Different plants need different growing conditions and how you bloom depends on where you are at your stage in life.
Master and Friend
2. Find a teacher who can also be your friend. During your time with your teacher, you will become friends. You will be practicing Tai Chi or learning about the Tao together.
A good teacher tends to treat students as friends rather than underlings. Even though the teacher is more developed mentally or spiritually, they come down to earth and really work on you as an individual, one on one.
There’s a level of respect for each other. The teacher wants the students to decide for themselves how to live, what to learn, how much to practice, and so forth.
There really is no right and wrong. A good teacher wants to create fully independent spiritual beings.
3. Seek out a teacher who wants to work with individuals who are serious about concentrating on their internal practice. If you care about balancing your body, then find a teacher who cares about being calm and steady, who also cares about being in a state of equilibrium with nature. If you want to open your energy channels, then find teachers who make their emotions clear and nonreactive. Most importantly, find a teacher who is serious about calming and soothing their students’ hearts and minds.
These are the riches of Tai Chi and you want to find a teacher who will help you to discover the riches inside your body, inside your being.
Do you want to learn Tai Chi as a martial art?
Do you want to learn Tai Chi to stay healthy?
Or do you want to learn Tai Chi as a spiritual and philosophical tradition, which emphasizes living in harmony with the Tao?
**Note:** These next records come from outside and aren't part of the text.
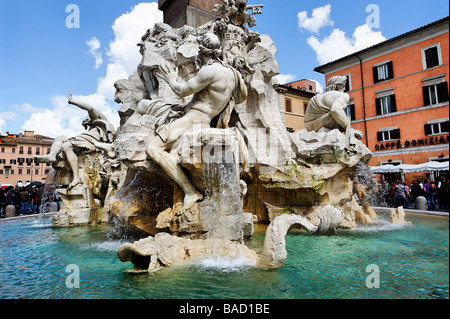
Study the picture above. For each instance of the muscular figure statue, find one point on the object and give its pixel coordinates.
(100, 131)
(328, 110)
(216, 88)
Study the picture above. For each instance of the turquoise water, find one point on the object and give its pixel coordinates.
(412, 263)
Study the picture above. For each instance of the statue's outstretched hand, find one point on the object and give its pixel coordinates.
(168, 74)
(69, 97)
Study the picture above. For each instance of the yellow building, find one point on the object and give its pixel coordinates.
(293, 100)
(17, 165)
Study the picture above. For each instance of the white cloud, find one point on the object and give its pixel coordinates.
(320, 18)
(4, 117)
(338, 45)
(285, 78)
(94, 46)
(65, 119)
(123, 58)
(123, 54)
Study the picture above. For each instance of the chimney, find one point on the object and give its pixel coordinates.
(194, 13)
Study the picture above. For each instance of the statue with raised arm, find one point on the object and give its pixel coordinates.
(216, 88)
(328, 110)
(100, 133)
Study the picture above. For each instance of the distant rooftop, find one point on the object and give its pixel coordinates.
(404, 35)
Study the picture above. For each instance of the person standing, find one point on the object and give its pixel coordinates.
(399, 194)
(24, 198)
(429, 195)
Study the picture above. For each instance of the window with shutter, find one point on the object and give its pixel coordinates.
(382, 72)
(386, 104)
(435, 94)
(431, 57)
(288, 104)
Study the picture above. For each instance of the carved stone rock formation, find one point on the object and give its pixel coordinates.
(165, 250)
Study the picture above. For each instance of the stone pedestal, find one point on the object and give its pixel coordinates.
(421, 203)
(211, 158)
(79, 207)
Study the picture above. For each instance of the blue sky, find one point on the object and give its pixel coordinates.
(41, 58)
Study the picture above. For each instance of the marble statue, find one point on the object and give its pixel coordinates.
(202, 151)
(327, 110)
(215, 90)
(99, 130)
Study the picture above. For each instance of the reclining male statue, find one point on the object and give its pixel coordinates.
(216, 88)
(328, 110)
(99, 131)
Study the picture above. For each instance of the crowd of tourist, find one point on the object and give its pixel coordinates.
(400, 194)
(22, 201)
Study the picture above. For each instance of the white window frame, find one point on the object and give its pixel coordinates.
(424, 59)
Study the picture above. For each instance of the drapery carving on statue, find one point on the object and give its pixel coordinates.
(215, 90)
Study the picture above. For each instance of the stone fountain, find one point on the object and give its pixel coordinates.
(202, 153)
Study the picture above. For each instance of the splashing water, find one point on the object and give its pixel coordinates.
(49, 193)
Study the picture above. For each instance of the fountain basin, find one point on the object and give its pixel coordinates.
(413, 263)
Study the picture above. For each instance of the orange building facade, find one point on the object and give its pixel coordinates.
(400, 97)
(17, 166)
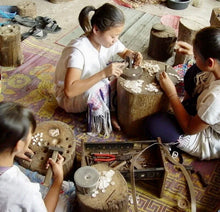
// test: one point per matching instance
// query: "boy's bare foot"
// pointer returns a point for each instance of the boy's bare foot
(115, 123)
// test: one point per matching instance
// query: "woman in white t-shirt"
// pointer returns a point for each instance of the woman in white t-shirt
(86, 64)
(195, 124)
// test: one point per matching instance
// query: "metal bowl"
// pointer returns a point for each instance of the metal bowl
(178, 4)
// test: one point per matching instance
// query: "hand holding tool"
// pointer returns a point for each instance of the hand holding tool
(109, 157)
(49, 173)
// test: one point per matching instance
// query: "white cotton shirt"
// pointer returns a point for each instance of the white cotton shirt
(206, 144)
(17, 193)
(81, 54)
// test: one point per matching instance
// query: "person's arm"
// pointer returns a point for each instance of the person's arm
(26, 155)
(74, 86)
(137, 56)
(52, 196)
(189, 124)
(184, 48)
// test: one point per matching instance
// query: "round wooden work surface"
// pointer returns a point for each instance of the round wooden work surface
(147, 78)
(51, 133)
(114, 199)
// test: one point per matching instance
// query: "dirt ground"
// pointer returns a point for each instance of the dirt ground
(66, 13)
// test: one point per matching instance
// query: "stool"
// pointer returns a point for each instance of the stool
(10, 46)
(114, 199)
(133, 108)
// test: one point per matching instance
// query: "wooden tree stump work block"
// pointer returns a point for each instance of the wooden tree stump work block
(187, 31)
(10, 46)
(133, 107)
(162, 41)
(27, 8)
(51, 133)
(114, 199)
(215, 17)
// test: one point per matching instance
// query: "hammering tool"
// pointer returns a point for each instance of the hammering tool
(49, 173)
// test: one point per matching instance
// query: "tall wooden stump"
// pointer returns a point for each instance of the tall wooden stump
(10, 46)
(187, 31)
(133, 107)
(162, 41)
(215, 17)
(114, 199)
(58, 1)
(27, 8)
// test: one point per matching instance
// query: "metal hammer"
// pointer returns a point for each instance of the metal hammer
(49, 173)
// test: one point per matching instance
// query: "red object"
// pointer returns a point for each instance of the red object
(104, 157)
(120, 2)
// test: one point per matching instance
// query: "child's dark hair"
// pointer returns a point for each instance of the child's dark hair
(16, 121)
(104, 17)
(207, 42)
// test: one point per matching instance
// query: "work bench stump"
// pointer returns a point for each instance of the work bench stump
(133, 108)
(114, 199)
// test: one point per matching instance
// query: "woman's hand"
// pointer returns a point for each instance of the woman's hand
(114, 69)
(167, 85)
(57, 167)
(184, 48)
(137, 58)
(26, 155)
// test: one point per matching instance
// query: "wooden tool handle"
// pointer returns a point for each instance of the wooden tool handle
(49, 174)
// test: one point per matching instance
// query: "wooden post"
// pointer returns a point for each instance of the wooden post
(187, 30)
(27, 8)
(215, 17)
(10, 46)
(162, 40)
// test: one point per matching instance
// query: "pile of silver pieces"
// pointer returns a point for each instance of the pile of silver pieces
(134, 85)
(37, 139)
(130, 199)
(105, 180)
(152, 87)
(151, 68)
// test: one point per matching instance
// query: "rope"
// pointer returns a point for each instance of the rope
(182, 204)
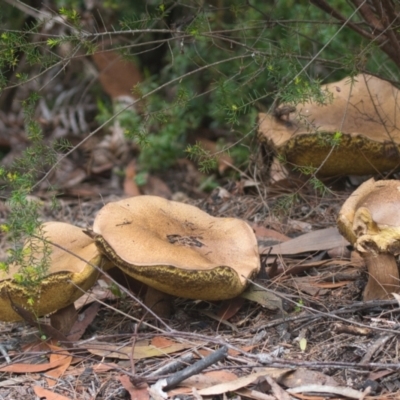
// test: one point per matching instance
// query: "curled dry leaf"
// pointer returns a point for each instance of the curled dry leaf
(355, 132)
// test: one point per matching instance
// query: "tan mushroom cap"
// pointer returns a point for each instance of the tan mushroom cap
(367, 115)
(177, 248)
(370, 217)
(370, 220)
(68, 277)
I offer free tips and learning on my social media channels, like my LINKEDIN channel.
Consider learning Tai Chi from an instructor in your neighborhood where it is possible to show up locally in-person. If there isn’t a teacher in your area you don’t enjoy learning from, then consider taking ONLINE TAI CHI CLASSES. I offer online classes for you to take from anywhere.
Let’s end by doing a quick flow. It’s easier to follow along with my YouTube video for this portion. The video is at the top of this post.
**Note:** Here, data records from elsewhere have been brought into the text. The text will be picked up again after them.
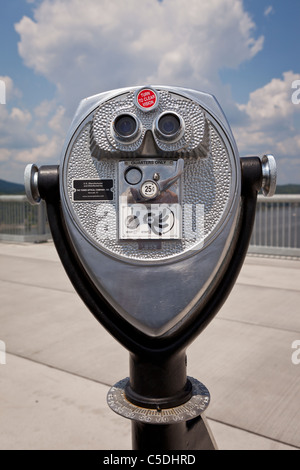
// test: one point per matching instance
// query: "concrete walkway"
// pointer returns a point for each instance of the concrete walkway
(60, 362)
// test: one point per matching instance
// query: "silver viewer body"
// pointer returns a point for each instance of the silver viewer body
(150, 187)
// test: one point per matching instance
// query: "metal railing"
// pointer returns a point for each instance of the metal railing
(276, 230)
(277, 226)
(21, 222)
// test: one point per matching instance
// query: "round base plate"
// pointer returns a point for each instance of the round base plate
(191, 409)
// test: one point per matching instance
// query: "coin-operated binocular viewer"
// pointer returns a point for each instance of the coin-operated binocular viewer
(151, 212)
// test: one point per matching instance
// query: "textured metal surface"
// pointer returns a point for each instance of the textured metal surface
(208, 178)
(194, 407)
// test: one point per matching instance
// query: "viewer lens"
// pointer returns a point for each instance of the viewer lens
(169, 124)
(169, 127)
(126, 126)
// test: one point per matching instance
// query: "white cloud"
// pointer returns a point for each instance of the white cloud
(88, 47)
(269, 10)
(271, 127)
(27, 137)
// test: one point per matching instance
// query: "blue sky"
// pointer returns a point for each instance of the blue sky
(54, 53)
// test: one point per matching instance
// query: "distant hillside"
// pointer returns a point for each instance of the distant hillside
(11, 188)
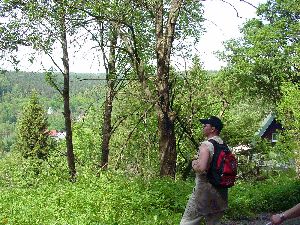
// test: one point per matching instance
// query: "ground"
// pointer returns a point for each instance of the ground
(262, 219)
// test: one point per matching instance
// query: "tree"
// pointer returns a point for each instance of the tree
(32, 136)
(41, 24)
(268, 53)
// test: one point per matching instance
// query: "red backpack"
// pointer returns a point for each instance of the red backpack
(222, 171)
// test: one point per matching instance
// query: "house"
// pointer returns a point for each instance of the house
(269, 128)
(57, 135)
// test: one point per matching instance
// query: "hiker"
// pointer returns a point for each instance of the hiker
(288, 214)
(207, 201)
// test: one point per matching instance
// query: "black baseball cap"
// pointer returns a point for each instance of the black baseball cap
(213, 121)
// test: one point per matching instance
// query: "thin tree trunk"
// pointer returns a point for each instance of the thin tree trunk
(166, 117)
(66, 97)
(110, 93)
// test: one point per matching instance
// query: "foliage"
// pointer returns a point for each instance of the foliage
(119, 198)
(275, 194)
(268, 53)
(32, 136)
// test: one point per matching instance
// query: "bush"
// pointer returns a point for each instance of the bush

Stand with your feet shoulder-width apart. Energize the fingers up and exhale. Relax back down. Energize the fingers, and relax back down.
Exhale all the way. Drop into your left foot. Energize ward off right.
Exhale all the way. Drop into your right foot. Energize ward off left.
Exhale all the way. Drop into your left foot. Energize one hand up one hand down.
Exhale, relax and energize. One hand up, one hand down.
Exhale drop, and energize.
Exhale drop, and energize.
Exhale into your left foot. Then energize with your right.
Shift your weight from right to left and then left to right.
Find yourself in this flow state. Up and then down.
Energize and de-energize.
Find yourself in this flow state of the beautiful movements of the Tai Chi form.